As a type of passive architectural structure, wall-mounted solar chimneys enhance the natural ventilation volume of a building’s interior, and maximize reductions in the building’s operational energy consumption. They are indispensable in the building’s energy conservation and emission reduction. Therefore, measuring the wall-mounted solar chimney’s flow characteristics and relevant index parameters is particularly important. This paper uses a combination of full-scale experiments and numerical simulation to conduct a detailed analysis of the wall-mounted solar chimney. Four different radiation models, namely DO (discrete ordinates), S2S (surface-to-surface), MC (Monte Carlo), and Rosseland are used for comparison, and the results of the numerical simulation are compared with the experimental data.
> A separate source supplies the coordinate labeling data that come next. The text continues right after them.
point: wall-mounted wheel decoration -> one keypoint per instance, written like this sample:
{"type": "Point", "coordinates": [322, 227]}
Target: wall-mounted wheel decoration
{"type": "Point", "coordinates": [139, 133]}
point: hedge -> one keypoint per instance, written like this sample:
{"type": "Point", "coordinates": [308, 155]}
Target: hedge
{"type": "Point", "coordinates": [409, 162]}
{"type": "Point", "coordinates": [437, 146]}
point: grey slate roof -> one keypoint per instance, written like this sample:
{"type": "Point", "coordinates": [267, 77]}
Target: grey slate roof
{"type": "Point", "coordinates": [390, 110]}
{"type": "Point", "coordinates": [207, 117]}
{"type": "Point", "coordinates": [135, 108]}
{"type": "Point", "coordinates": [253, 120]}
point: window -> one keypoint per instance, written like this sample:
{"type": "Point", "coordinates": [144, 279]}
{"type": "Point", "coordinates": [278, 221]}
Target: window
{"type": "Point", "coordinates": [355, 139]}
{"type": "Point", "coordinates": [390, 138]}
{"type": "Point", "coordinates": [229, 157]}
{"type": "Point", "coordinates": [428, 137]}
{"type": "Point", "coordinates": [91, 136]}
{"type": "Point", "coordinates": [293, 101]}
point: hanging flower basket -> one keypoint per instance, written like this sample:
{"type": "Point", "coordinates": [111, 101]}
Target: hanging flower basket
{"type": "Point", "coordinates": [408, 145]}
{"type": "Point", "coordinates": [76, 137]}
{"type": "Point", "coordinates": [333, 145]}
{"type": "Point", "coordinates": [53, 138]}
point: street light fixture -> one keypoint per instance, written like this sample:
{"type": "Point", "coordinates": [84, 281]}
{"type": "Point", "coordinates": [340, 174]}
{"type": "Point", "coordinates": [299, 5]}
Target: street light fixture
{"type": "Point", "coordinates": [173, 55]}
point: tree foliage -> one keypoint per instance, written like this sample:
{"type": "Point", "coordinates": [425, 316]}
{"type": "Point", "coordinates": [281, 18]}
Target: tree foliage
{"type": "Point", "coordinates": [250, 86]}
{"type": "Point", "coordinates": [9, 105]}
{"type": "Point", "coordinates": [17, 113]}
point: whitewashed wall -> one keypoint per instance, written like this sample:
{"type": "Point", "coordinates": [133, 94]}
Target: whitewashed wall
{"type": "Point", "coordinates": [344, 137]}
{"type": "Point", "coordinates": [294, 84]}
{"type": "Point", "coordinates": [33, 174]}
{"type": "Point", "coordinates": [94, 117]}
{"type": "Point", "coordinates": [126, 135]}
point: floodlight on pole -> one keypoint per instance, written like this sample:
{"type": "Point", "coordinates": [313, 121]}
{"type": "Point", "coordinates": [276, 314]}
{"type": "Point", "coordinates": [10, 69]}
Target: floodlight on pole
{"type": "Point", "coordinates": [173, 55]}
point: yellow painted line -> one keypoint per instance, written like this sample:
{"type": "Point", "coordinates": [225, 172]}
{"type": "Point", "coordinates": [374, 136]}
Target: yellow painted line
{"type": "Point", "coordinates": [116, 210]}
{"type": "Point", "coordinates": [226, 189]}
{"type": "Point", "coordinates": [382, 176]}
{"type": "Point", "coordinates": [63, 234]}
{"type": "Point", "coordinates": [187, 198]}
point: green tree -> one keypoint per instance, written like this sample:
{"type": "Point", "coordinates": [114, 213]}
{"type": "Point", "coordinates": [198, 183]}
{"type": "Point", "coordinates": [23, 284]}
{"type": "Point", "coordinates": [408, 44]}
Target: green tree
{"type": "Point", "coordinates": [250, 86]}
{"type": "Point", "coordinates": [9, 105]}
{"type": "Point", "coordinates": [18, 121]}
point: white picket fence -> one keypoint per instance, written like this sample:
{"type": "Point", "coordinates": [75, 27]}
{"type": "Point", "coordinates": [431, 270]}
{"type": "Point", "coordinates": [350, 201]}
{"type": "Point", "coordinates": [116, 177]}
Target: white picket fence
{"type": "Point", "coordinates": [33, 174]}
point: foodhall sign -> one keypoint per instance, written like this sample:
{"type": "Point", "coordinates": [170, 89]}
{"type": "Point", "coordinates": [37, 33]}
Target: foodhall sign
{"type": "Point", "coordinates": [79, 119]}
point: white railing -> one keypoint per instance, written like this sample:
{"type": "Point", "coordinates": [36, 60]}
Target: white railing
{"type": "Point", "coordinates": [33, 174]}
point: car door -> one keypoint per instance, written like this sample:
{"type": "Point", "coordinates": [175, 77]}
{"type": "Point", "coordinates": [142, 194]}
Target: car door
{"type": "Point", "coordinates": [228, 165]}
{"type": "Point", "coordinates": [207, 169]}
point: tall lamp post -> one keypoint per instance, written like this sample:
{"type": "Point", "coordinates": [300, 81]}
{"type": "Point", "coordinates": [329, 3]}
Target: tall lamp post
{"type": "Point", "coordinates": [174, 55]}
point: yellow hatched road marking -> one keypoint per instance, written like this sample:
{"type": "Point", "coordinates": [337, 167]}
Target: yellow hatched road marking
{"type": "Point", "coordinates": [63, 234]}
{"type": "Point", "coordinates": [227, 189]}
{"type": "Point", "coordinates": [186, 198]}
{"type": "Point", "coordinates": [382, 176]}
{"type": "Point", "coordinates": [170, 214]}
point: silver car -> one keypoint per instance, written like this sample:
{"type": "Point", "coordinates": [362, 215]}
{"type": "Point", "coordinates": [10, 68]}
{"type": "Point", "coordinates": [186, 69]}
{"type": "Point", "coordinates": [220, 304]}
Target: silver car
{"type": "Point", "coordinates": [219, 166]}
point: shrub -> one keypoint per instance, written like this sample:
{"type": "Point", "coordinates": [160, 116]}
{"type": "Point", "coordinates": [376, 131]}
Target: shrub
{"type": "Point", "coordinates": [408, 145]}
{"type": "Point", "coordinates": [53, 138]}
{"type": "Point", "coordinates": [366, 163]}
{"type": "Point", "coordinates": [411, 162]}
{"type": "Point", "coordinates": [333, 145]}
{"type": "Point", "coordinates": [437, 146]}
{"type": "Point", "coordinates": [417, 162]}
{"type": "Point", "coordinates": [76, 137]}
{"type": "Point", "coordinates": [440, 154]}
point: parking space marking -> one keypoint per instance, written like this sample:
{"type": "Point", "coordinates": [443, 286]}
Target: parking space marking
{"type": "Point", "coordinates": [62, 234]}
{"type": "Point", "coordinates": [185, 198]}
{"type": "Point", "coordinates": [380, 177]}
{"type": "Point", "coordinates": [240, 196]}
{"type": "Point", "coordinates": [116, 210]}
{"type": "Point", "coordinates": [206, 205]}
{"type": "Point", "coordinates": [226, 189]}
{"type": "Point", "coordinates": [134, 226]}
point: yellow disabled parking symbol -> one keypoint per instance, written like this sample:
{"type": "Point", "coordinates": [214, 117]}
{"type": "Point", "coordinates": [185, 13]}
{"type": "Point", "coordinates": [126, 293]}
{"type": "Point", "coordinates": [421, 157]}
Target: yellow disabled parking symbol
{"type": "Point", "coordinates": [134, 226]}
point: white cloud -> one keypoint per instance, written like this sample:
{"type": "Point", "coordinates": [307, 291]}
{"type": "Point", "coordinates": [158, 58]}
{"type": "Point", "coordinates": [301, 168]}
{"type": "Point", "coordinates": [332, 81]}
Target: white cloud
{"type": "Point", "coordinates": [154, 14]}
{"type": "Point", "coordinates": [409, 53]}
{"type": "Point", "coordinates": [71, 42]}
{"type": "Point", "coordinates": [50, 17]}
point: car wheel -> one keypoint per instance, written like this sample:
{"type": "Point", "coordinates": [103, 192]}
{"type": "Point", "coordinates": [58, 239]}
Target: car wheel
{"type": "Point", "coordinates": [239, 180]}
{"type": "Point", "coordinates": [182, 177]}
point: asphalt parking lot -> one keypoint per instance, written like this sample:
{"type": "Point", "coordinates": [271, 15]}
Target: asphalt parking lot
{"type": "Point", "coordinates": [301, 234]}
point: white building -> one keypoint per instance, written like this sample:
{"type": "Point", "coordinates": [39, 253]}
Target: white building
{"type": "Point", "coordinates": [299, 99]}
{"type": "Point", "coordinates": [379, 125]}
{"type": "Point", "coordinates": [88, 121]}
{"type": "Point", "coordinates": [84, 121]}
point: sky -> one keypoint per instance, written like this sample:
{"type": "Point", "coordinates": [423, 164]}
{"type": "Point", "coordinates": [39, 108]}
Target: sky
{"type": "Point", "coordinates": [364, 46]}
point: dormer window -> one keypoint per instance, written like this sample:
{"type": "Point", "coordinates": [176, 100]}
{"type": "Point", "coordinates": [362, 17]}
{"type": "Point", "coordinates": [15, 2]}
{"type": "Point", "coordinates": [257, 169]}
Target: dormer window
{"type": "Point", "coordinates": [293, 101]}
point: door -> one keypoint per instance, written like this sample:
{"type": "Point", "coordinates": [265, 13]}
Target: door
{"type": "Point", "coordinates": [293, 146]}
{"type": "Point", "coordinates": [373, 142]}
The results show that the maximum turbulent viscosity of the fluid predicted by the S2S radiation model is higher than that of the MC and DO models by 16.87% and 8.44%, respectively. The errors of the DO radiation model in the midline and glass cover plate direction concerning the experimental results are only 0.33% and 0.15%, respectively. The mistakes of the MC radiation model in these two directions are 0.51% and 0.47%, respectively. The DO radiation model is more suitable in numerical simulation predictions related to the wall-mounted solar chimney.